Monday, October 11


Juan Cole expands on the John Kerry "we have to get back to the place we were, where terrorists are not the focus of our lives, but they're a nuisance" remark that is being distorted by Dick Cheney and other Repug talking heads:

The "war on terror" of Bush-Cheney is a smokescreen for naked American imperial aggression. The sad story of how Iraq posed no threat either to the US or to any of its neighbors, despite high-decibel claims to the contrary for two years by Bush, Cheney and their acolytes, will be repeated in the case of Syria and Iran if Bush and Cheney are reelected. They hope that their project of overthrowing governments in the region will go smoothly, but they do not really care, since even an Iran and a Syria in chaos is a net gain from their point of view. Chaos creates "terror" and justifies further US involvement, aggression and control. It is inconvenient for the rest of us, but then they insist, unlike John Kerry, that we live with the nuisances they are creating.

In actual fact, al-Qaeda is just a somewhat more successful version of Baader Meinhoff. It is a small terrorist group that has been created by a particular juncture in history. It is not a reason to abolish the US Bill of Rights, as Bush, Cheney and Ashcroft are doing. It is not a reason to invade three or four countries (precisely the few countries where it does not operate!) It is a nuisance to a free society, and should be curbed.

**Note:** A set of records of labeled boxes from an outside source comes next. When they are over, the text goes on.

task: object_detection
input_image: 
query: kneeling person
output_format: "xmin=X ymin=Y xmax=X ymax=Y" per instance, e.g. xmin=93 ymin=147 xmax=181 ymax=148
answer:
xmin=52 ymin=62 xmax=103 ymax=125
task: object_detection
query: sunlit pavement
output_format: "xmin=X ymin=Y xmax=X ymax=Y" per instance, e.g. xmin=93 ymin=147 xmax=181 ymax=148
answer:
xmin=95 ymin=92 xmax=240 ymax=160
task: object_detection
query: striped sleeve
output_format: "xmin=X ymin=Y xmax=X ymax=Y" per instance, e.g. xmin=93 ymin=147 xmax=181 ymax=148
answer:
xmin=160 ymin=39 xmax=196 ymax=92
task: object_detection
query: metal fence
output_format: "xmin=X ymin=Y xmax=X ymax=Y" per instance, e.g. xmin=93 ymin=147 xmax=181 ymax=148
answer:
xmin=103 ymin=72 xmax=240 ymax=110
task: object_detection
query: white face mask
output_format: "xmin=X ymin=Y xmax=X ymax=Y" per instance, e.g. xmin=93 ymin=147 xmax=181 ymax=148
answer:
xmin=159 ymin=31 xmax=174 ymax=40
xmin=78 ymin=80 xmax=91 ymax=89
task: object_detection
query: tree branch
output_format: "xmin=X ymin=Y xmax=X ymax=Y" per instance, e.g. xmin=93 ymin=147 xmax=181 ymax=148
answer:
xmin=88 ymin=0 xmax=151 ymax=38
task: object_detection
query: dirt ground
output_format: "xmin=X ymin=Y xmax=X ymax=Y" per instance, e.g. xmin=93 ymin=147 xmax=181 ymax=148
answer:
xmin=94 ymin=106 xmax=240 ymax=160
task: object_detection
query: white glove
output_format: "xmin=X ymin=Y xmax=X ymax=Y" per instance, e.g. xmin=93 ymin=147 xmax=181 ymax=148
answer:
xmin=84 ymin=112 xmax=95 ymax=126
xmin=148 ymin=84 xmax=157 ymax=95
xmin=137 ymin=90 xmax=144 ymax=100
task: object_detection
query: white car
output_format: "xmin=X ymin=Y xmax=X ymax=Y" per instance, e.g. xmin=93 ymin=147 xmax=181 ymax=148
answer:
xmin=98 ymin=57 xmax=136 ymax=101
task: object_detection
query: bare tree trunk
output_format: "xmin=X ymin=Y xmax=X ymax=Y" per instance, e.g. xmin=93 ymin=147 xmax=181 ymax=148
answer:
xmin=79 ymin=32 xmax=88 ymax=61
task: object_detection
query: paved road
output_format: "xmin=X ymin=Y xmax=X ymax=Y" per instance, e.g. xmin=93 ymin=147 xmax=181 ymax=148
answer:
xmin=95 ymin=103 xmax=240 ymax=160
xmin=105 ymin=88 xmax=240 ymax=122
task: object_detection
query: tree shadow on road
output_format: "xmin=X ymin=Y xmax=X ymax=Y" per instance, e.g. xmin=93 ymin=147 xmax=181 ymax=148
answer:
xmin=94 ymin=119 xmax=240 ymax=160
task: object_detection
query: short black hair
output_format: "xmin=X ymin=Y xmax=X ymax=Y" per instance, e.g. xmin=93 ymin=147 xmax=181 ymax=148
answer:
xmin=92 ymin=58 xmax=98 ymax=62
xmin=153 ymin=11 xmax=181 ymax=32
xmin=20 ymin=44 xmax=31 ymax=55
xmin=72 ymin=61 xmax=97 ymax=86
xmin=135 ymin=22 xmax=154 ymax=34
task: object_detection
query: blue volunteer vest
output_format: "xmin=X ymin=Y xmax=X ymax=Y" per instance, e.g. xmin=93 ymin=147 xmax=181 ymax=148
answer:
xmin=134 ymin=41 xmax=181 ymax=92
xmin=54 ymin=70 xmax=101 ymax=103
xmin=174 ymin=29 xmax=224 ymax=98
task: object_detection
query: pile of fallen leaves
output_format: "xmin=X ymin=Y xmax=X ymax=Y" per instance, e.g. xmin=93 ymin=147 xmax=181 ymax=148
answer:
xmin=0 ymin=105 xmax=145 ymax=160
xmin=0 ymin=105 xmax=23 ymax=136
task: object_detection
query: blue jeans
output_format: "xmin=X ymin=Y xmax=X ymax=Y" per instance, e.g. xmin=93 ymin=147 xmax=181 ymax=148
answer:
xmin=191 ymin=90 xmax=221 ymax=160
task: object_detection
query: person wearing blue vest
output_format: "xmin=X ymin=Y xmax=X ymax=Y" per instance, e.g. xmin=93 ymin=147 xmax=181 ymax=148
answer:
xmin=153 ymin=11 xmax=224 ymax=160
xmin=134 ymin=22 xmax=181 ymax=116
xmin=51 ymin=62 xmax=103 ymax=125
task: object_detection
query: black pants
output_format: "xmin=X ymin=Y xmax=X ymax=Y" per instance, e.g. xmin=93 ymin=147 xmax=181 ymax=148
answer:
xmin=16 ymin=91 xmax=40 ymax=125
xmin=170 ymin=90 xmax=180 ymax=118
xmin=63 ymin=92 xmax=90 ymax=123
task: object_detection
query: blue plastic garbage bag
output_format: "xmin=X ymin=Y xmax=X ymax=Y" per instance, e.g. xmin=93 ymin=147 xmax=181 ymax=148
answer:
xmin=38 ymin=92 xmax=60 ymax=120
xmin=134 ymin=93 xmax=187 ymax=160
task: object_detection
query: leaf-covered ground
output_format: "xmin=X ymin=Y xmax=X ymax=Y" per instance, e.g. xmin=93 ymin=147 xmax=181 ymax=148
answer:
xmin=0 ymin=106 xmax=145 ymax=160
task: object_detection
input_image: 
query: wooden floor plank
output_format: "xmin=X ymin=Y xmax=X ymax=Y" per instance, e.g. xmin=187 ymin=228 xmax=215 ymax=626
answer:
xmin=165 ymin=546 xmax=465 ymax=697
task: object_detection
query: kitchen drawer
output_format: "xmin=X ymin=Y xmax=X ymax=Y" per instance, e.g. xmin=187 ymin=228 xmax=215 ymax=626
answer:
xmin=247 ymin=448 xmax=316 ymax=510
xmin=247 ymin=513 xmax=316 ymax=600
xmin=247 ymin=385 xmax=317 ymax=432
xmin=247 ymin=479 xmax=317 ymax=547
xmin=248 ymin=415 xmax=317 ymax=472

Bush and Cheney keep shouting that Kerry doesn't understand the war on terror. They mean he doesn't want to overthrow the governments of Syria and Iran. As for themselves, if the war on terror is so important to them, why are Bin Laden and Zawahiri at large? Why can al-Qaeda still strike at will? We now have the worst of both worlds, with a quagmire in Iraq and Palestine, and more quagmires planned, while al-Qaeda morphs and grows and continues to form a threat.

Anyone who lived through the sixties and seventies should remember how many terrorist gangs, including the one Cole references, Baader Meinhoff, prospered for a time and then were destroyed by law enforcement and/or faded away into obscurity. Plans for a 9/11-type terrorist attack upon the Super Bowl audience was the plot of the film Black September, and other films of the time reflected the same themes. It wasn't that terrorism was ignored or marginalized as an international problem during those years; but international cooperation between intelligence and law enforcement communities was successful at restraining it. Al Qaeda, to be sure, is larger and more powerful as a terrorist group because it has far greater backing among many indigenous populations, but if Bush had had his priorities straight and not arrogantly dismissed the recommendations of the Hart-Rudman Task Force on Homeland Security and his own counter-terrorism adviser Richard Clarke, we could have brought the same weapons to bear upon AQ that proved so successful in earlier decades. Instead, we refocused our energies on attacking a nation that offered little resistance because they were so debilitated in their warmaking ability (SANCTIONS AND BILL CLINTON'S 1998 AIR STRIKES WORKED!) and neglected the hunt for Osama and his minions. Almost every time a terrorist has been apprehended in the past couple of years, it has proven to be a foreign nation, USING LAW ENFORCEMENT processes and techniques, that has succeeded...and they've succeeded where the U.S. has not.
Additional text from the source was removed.